Now Sir Gawaine had a custom of eating an apple immediately after he had dined, and this Sir Pinal was aware of. So Sir Pinal took the fairest apple he could find, and he introduced into it a very subtle and very malignant poison, and this apple he placed in the centre of the table, and in the midst of all the fruit. For he said to himself, “There will Sir Gawaine find this apple, and he will take it and eat it and will die.” And he said, “Queen Guinevere will be blamed for that death, for all the world knoweth that she and Sir Gawaine are unfriends.” So said Sir Pinal, for he thought thus to be revenged for the death of Sir Lamorack upon Sir Gawaine, and he knew not how else to achieve that vengeance. For next to Sir Launcelot, Sir Gawaine was the strongest knight of the court, and he was besides nephew to King Arthur and of great importance in the King’s household. Wherefore it was that Sir Pinal sought to slay Sir Gawaine by that poisoned apple.

Sir Patrice of Ireland eateth the apple, and dieth.

But at the end of that feast Sir Gawaine did not take the apple, but instead of Sir Gawaine, Sir Patrice of Ireland took it. And Sir Patrice bit a great bite into that apple, and he ate that piece. Then anon he cried out in a very loud and piercing voice, “Hah! What is this that ails me?” And then he cried out in a very terrible voice, “Alas! I am poisoned and I die from eating this apple!” And he cried out again, “Friends, see that my death is avenged!”

Therewith he fell down to the ground in great agony, lashing with his hands and feet and frothing at the mouth, and so in a little while he died.

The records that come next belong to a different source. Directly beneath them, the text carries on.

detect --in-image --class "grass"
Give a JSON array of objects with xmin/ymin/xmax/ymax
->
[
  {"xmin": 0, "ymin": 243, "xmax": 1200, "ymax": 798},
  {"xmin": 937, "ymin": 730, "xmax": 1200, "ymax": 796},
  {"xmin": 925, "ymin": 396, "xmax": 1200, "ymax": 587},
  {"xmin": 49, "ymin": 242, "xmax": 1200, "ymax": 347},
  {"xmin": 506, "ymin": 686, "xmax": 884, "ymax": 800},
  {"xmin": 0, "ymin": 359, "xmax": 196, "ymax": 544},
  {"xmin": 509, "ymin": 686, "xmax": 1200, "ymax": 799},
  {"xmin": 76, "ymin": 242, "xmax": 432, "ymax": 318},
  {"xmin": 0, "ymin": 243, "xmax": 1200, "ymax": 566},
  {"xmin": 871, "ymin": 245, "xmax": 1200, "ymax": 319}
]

Then Sir Gawaine rose up, and he turned his face toward the Queen, and his face was very white, and he said, “Lady, how is this? This apple was poisoned! For whom was it intended?”

Sir Gawaine accuseth the Queen.

The Queen hid her face in her hands for horror of what she had beheld, and she cried out in a very shrill voice, “I knew not that it was poisoned, and I know not how it was poisoned!” Sir Gawaine said, “That apple was poisoned, and thou knewest that it was poisoned. Methinks it was intended for me. Thou hast always borne enmity toward me, wherefore thou didst place that apple upon the table that I might eat of it. One time thou wert innocent, but now thou art innocent no longer, but art full of malice and guile, wherefore thou hadst the will to poison me.”

Then the Queen cried out with a great passion, saying, “Gawaine, thou and I were never friends, but rather would I cut off my right hand than to do so evil a thing as this, to seek to poison thee.”